Christine Akello, a teacher at St John Secondary School, echoes the concern of academic regression. Before schools resumed, she says, teenage pregnancies, child marriages and child labour were on the rise and when schools resumed, a large number of learners dropped out. Now that a second lockdown is in place, she is concerned more learners will lose interest and drop out, leaving the education level of the country at stake.
The future of education
More pronounced of all is the uncertainty about the future of education as the country braves the pandemic.

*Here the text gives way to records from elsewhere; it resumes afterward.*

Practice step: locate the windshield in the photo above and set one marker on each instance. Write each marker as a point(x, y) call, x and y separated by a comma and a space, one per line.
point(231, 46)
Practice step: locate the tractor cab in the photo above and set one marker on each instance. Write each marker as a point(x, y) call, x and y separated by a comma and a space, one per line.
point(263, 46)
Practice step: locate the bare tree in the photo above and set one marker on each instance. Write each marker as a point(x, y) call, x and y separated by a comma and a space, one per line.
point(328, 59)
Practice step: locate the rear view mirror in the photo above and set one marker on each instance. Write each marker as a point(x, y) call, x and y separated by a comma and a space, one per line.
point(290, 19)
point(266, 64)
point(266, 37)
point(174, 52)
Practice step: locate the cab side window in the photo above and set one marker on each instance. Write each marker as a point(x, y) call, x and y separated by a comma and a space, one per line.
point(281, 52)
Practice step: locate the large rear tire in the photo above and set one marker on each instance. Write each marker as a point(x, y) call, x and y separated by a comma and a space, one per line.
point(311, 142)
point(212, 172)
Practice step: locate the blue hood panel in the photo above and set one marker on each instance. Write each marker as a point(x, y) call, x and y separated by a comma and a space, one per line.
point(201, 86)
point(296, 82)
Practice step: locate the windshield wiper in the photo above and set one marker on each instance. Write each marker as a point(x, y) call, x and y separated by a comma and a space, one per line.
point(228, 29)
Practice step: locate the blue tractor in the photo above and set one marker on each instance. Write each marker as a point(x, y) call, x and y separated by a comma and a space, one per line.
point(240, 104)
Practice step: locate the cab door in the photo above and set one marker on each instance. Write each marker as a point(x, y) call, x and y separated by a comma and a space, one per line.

As learners in international schools continue with their education, the future of learners in local schools remains a big question.
Mulekeawoze, a school head at Right Care School, puts it this way: “The learners were just starting to settle in yet there are those who have now lost over a year of their academics, and still, we do not know what will happen in the near future.” He further notes that apart from the classes that were recently stopped, there is also a group of learners that was in kindergarten who will not be completing it and another group that was on the waiting list to join kindergarten. If these were four years old by the time the pandemic hit, he believes these are likely to join school when they are six years old since schools have been closed for over a year already.
“This will affect them as well as the entire cycle of education. It may take us a lot of time to recover,” Mulekeawoze shares with concern.
Continuity of learning
When the first lockdown on schools was imposed in March 2020, the government rolled out a programme for learner continuity. Learners in rural areas were to receive learning materials. Mass media was used especially for those in urban centres. Whereas the effectiveness of these is still a subject of debate, the question looming in parents’ heads is learning continuity in this second lockdown.
Whereas some schools and teachers are willing to rise up to the challenge: to be more creative with how to support learners, multi-task and even adopt new modes of teaching, there is concern for vulnerable learners in rural areas and those with learning difficulties, who have already been affected by the first lockdown.
“With such learners, it takes their teachers to fully understand their learning styles and so remote learning is not very effective for them. Then there are those who are going to miss the foundation of primary school and we know that once the basics such as reading, counting and simple arithmetic are missed at this lower level then the child is most likely to struggle as they academically progress, Aduno further comments.